Happy New Year everyone,
For those who may be struggling to get started, I am sharing a Kaggle-based notebook that you can copy, edit, and run end-to-end to generate a submission that beats the baseline on the public leaderboard, with a runtime of under 10 minutes.
Notebook: https://www.kaggle.com/code/juliusmwangi/ey-urban-heat-island-challenge
I’m currently facing a large performance gap compared to top competitors (PL scores in the 0.8–0.9 range), while my models are oscillating around PL ≈ 0.39, despite a CV ≈ 0.55, which suggests domain shifts.

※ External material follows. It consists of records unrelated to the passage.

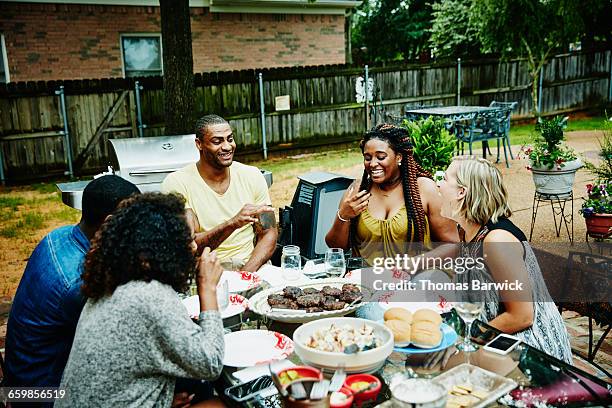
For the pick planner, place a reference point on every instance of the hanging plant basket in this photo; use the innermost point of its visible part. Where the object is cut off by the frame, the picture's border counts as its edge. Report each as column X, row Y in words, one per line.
column 555, row 181
column 599, row 225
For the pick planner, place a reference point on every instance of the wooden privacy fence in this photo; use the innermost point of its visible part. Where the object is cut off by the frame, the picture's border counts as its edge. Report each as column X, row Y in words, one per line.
column 323, row 107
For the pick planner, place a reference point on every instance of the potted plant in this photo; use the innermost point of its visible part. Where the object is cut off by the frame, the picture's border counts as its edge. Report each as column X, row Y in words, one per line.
column 597, row 208
column 553, row 164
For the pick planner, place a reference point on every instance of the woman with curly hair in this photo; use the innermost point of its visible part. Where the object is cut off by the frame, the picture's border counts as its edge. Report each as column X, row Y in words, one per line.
column 134, row 337
column 396, row 202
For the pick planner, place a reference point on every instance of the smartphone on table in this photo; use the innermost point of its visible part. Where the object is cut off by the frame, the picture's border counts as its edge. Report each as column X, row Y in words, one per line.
column 502, row 344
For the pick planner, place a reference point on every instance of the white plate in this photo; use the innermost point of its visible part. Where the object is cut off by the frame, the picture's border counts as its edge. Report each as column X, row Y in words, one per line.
column 248, row 348
column 259, row 302
column 495, row 385
column 242, row 281
column 237, row 305
column 360, row 362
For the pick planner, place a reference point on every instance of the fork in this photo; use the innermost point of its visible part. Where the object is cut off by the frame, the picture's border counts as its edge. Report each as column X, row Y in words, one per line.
column 319, row 390
column 337, row 379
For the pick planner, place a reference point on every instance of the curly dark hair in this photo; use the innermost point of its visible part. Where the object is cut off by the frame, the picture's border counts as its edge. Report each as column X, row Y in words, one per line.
column 147, row 238
column 399, row 141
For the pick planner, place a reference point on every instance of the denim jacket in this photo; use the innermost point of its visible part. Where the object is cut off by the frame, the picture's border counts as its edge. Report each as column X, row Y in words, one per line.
column 45, row 310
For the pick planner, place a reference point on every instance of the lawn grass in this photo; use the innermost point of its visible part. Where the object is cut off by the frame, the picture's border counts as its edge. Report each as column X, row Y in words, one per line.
column 27, row 213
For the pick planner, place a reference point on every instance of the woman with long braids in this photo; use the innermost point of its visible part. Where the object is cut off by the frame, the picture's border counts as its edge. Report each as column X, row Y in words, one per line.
column 395, row 203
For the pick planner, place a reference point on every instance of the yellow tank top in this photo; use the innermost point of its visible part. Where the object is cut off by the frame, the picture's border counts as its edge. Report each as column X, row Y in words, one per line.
column 385, row 238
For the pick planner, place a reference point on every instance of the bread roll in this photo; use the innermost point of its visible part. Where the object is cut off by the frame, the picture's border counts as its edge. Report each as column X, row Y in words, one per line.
column 427, row 315
column 426, row 333
column 397, row 313
column 400, row 329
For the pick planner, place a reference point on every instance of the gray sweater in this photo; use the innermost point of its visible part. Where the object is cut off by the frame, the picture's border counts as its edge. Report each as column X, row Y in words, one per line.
column 131, row 346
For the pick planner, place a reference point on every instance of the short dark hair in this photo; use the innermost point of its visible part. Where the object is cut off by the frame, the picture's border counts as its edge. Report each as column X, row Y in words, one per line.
column 146, row 239
column 101, row 197
column 204, row 122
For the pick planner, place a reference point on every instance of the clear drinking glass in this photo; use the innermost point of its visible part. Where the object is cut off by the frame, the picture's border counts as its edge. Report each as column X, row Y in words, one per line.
column 223, row 295
column 291, row 262
column 335, row 264
column 469, row 311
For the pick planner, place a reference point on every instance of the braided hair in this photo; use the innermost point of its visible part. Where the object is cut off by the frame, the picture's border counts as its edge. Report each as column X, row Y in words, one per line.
column 399, row 141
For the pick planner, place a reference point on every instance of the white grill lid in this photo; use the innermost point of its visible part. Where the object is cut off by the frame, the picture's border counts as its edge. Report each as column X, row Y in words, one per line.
column 149, row 160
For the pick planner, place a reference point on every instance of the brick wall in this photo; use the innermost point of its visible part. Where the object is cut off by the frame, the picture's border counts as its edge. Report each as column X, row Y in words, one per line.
column 53, row 41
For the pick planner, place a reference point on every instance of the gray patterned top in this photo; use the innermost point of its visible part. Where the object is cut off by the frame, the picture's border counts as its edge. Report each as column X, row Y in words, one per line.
column 131, row 346
column 548, row 332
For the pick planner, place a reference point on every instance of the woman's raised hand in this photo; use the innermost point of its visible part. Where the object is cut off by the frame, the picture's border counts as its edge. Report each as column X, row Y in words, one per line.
column 353, row 204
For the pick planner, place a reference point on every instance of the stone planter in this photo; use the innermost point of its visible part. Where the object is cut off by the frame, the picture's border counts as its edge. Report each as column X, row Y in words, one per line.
column 599, row 225
column 553, row 181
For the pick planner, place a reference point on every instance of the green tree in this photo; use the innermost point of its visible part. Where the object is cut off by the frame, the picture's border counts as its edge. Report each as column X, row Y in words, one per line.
column 392, row 29
column 533, row 29
column 452, row 32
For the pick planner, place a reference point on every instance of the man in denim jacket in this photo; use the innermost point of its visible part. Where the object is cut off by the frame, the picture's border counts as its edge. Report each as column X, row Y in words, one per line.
column 48, row 302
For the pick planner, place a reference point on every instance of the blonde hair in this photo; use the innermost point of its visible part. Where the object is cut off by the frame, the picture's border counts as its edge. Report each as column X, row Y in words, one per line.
column 486, row 197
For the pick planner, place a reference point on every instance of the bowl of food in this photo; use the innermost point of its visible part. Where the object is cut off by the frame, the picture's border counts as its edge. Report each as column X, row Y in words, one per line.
column 343, row 398
column 299, row 373
column 365, row 387
column 360, row 345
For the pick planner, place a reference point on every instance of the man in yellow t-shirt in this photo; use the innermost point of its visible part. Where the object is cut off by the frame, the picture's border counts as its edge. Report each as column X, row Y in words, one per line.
column 224, row 198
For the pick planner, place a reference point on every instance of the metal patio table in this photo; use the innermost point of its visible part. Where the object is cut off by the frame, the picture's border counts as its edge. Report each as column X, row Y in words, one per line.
column 453, row 115
column 533, row 370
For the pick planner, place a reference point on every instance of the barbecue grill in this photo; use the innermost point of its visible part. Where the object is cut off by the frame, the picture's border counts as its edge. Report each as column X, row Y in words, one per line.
column 145, row 162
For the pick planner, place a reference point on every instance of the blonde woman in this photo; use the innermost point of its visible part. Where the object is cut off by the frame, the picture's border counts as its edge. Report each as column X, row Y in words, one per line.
column 474, row 196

I’d appreciate any pointers on improving generalization e.g. cv shcheme that worked, features that are really important...Any insights would be greatly appreciated.
All the best to everyone
Thanks @Juliuss for sharing !
Of course there is a domain shift, because the training data are from South America countries (Chile, Brazil) while the test data comes from Sierre Leone (Africa). We know that it is hotter in Africa, that's where the domain shift lies for sure and also in the features from Sentinel-2. I was able to address it by some things that I can't share at this stage of the challenge. For instance, once I used it I had a CV=0.62 and LB = 0.64.
my guy! always doing marvelous. thanks for the insights.
check your inbox man